Propaganda has been the bread and butter for ANI with successive governments and departments, making programmes for Doordarshan’s Kashmir and Northeast channels, for the home ministry and external affairs ministry, among others. ANI has also made fakes videos using footage it produces and addding logos of Pakistan channels such as Geo TV, ARY and Dunya.
MEA is an important client of ANI. The “India File” on Indian embassy websites around the world has a compilation of “topmost news from India”. It essentially comprises videos produced by ANI that are available for TV channels across the world to download and use, for free.
When Indian journalists had to be airdropped into Maldives after the a coup attempt, Rajiv Gandhi’s media adviser G. Parthasarathy picked them all up from Ashoka Hotel in Delhi, where Smita Prakash was getting married to Sanjiv Prakash, the son of ANI founder Prem Prakash. They have two sons Ishaan Prakash and Sanat Prakash.
Keeping costs low is ANI’s mantra. Although it claims that it has over 50 bureaus across the country, the agency reportedly has just a few big offices: much of the agency runs on the back of a network of stringers—or individual journalists and camerapersons engaged on a part-time basis—scattered across India, with no large offices.
When ANI cameraman Vikram Bisht was injured in the 2001 attack on Parliament, ANI did not extend support to him, although he was severely injured and wheelchair bound. ANI also frowned upon efforts of other employees to help Bisht’s family, calling it “union-baazi”. Bisht died two years later, and on the day of his cremation, his family was given his last month’s salary.
There have been cracks in the ANI family, with founder Prem Prakash, his daughter Seema Kukreja and son-in-law Sunder Kukreja on one side—and Smita Prakash and Ishaan Prakash on the other, over a stake in the company.
In 2014, Prem Prakash was prevented from entering the ANI building ostensibly because he was accompanied by a gunman.

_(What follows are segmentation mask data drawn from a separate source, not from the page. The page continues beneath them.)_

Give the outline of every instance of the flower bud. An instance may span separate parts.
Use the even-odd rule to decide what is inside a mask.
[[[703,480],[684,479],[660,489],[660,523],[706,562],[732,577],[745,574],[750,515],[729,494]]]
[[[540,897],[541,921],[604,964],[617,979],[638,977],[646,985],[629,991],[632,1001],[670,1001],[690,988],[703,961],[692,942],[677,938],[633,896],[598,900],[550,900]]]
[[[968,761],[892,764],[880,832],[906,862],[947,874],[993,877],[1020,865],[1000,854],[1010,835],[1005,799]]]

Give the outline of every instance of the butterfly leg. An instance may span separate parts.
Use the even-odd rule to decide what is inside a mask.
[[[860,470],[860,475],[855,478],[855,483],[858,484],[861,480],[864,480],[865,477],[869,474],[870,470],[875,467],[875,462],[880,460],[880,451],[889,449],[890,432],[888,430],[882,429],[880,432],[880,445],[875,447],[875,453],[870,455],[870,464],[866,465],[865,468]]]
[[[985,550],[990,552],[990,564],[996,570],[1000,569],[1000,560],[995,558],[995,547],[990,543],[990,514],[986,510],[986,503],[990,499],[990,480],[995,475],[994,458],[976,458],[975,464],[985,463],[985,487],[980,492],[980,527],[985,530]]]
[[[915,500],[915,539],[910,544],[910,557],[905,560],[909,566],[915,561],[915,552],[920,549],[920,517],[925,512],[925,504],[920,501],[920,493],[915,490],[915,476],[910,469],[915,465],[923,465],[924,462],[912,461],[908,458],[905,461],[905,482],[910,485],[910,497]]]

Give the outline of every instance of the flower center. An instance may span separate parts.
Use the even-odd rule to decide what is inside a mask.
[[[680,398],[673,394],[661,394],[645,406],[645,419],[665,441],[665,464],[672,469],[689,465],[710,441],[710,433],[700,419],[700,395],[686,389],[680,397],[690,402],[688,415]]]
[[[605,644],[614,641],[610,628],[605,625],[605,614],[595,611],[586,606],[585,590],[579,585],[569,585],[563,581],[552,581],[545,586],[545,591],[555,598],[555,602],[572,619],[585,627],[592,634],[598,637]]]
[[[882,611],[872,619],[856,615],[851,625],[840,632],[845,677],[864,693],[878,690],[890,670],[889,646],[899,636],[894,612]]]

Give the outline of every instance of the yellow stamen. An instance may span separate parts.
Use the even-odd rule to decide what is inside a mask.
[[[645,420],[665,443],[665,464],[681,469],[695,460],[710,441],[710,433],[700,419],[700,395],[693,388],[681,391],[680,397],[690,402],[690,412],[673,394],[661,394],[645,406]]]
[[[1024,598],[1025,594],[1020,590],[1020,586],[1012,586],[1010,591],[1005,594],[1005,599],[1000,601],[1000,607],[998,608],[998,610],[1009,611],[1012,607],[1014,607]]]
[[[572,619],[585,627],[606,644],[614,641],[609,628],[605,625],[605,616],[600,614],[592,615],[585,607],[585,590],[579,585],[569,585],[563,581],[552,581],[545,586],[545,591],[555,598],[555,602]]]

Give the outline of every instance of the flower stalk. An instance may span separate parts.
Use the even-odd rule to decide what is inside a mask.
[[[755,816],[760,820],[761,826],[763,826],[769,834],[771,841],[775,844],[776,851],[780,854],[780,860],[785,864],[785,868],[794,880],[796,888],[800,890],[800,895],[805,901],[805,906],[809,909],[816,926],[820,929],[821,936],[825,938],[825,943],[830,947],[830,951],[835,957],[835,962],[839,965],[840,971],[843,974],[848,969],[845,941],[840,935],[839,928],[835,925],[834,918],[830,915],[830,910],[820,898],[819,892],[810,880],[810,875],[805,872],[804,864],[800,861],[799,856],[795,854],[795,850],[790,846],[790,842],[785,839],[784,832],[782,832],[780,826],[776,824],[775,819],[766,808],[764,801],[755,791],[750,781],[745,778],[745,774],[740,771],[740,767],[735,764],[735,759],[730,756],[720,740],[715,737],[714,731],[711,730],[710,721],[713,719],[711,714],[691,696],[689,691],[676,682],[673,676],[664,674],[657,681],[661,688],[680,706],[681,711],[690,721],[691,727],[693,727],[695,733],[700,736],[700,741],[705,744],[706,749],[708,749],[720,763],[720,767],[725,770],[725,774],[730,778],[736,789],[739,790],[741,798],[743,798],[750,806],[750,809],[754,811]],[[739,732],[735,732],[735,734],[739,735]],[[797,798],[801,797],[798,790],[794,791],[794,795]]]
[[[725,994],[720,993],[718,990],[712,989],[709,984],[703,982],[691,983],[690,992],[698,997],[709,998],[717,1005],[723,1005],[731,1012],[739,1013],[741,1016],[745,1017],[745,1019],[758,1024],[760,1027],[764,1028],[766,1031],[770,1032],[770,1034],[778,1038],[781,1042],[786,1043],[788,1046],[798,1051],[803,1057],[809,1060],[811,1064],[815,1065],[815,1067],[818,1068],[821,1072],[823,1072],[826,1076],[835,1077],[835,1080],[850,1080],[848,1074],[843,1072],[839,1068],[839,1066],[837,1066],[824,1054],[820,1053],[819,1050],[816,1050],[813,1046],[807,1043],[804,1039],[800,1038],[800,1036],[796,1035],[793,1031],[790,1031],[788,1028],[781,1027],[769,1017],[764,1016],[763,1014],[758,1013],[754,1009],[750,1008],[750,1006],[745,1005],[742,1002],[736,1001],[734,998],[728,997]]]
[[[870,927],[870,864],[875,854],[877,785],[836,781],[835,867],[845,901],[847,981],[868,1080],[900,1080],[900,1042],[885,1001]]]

The rift in the family took a comical turn when Prem Prakash purchased an Audi A6 sedan as he couldn’t get into his Toyota Fortuner because of bad knees. A compromise has apparently been arrived at.
ANI founder Prem Prakash, his daughter Seema Kukreja and her husband Sunder Kukreja are close to Arun Jaitley, who has represented them as lawyer. During the 2014 elections, Prem Prakash campaigned for Jaitley in Amritsar, which he lost.